[Robert Browning by C. H. Herford]@TWC D-Link bookRobert Browning CHAPTER III 12/47
How little Browning cared for history except as a quarry for psychical problems, how little concern he had at bottom with the changing drama of national life, is clear from the directions in which he now sought his good.
In _Strafford_ as in _Paracelsus_, and even in _Sordello_, the subject had made some appeal to the interest in great epochs and famous men.
Henceforth his attitude, as a dramatist, to history is a curious blend of the historical specialist who explores the recondite byways of history, and the romantic poet who abandons actuality altogether.

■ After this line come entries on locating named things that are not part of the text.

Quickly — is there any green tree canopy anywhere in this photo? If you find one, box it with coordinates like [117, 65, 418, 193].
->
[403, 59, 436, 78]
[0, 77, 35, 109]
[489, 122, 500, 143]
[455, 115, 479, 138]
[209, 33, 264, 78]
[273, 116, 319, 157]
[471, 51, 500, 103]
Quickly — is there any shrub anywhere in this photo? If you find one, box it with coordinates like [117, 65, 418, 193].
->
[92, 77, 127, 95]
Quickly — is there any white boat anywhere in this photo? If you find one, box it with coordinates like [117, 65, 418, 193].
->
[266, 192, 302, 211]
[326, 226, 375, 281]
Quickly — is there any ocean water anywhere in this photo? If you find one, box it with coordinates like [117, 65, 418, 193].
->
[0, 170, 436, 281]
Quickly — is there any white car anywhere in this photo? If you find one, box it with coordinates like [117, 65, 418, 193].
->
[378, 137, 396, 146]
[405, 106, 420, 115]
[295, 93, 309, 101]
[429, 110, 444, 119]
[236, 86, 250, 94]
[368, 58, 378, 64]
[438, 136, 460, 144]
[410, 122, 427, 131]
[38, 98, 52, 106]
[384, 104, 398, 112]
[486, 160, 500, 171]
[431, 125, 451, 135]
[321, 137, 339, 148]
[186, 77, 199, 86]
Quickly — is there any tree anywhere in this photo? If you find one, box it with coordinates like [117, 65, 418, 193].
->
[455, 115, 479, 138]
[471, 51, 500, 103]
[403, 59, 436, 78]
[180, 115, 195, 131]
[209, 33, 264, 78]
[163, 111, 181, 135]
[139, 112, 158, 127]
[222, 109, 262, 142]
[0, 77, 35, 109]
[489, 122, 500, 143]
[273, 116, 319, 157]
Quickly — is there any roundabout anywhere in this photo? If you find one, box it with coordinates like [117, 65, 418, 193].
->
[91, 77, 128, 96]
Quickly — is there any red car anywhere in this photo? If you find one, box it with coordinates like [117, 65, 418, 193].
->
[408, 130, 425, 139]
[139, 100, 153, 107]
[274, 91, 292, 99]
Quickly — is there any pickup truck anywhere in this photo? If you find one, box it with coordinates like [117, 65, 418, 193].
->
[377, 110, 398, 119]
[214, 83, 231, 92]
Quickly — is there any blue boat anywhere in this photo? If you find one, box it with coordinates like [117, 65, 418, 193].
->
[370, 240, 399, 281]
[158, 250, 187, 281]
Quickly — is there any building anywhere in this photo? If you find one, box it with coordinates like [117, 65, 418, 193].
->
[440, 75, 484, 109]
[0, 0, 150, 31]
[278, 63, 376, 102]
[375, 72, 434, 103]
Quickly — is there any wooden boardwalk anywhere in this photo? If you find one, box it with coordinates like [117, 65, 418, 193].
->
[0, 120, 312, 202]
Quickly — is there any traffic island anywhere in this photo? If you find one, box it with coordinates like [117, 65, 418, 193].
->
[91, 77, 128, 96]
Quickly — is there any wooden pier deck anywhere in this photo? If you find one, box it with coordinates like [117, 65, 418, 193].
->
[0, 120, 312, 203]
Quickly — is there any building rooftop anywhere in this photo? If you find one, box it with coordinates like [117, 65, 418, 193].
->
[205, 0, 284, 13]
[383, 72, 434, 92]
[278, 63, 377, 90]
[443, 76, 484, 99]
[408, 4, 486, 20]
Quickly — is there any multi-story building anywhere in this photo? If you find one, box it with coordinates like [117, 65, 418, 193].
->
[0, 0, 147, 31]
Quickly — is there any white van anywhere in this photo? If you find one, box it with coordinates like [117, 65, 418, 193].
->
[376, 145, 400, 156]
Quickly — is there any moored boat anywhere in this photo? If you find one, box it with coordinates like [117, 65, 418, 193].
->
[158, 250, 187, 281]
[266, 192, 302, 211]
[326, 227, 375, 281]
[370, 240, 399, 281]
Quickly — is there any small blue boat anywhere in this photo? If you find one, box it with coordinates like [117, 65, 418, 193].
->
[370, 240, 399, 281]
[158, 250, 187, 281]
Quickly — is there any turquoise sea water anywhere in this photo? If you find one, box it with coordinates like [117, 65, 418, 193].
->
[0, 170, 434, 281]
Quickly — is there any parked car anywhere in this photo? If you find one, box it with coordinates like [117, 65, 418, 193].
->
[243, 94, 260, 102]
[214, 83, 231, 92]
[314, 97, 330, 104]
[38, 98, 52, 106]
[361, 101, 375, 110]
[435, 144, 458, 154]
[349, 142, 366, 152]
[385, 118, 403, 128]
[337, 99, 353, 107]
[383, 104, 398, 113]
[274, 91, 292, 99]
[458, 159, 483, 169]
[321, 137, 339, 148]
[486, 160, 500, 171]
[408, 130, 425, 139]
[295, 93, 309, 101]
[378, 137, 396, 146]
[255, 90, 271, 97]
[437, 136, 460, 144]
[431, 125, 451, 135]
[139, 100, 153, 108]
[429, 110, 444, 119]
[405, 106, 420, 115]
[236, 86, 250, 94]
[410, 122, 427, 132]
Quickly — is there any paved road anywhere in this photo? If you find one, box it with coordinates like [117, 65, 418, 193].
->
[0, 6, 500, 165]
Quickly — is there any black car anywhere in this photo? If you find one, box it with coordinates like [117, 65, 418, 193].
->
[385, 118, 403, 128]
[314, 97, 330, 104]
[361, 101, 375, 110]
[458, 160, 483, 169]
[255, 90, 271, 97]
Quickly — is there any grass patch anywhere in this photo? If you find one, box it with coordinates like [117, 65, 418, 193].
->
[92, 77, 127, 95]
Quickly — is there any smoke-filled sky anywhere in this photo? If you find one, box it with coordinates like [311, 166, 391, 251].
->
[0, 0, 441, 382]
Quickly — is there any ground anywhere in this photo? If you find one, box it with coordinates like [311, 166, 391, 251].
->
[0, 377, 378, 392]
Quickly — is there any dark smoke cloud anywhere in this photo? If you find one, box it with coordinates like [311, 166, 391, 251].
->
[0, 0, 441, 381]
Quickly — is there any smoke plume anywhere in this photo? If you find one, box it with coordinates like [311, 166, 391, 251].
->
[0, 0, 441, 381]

He seeks his heroes in remote sequestered corners of the world,--Sardinia, Juliers, Lebanon; but actual historic research gradually yields ground to a free invention which, however, always simulates historic truth. _King Victor and King Charles_ contains far less poetry than _Paracelsus_, but it was the fruit of historic studies no less severe. There was material for genuine tragedy in the story.
The old king, who after fifty years of despotic rule shifts the crown to the head of his son with the intention of still pulling the wires behind the scenes, but, finding that Charles means to rule as well as reign, clutches angrily at his surrendered crown,--this King Victor has something in him of Lear, something of the dying Henry IV.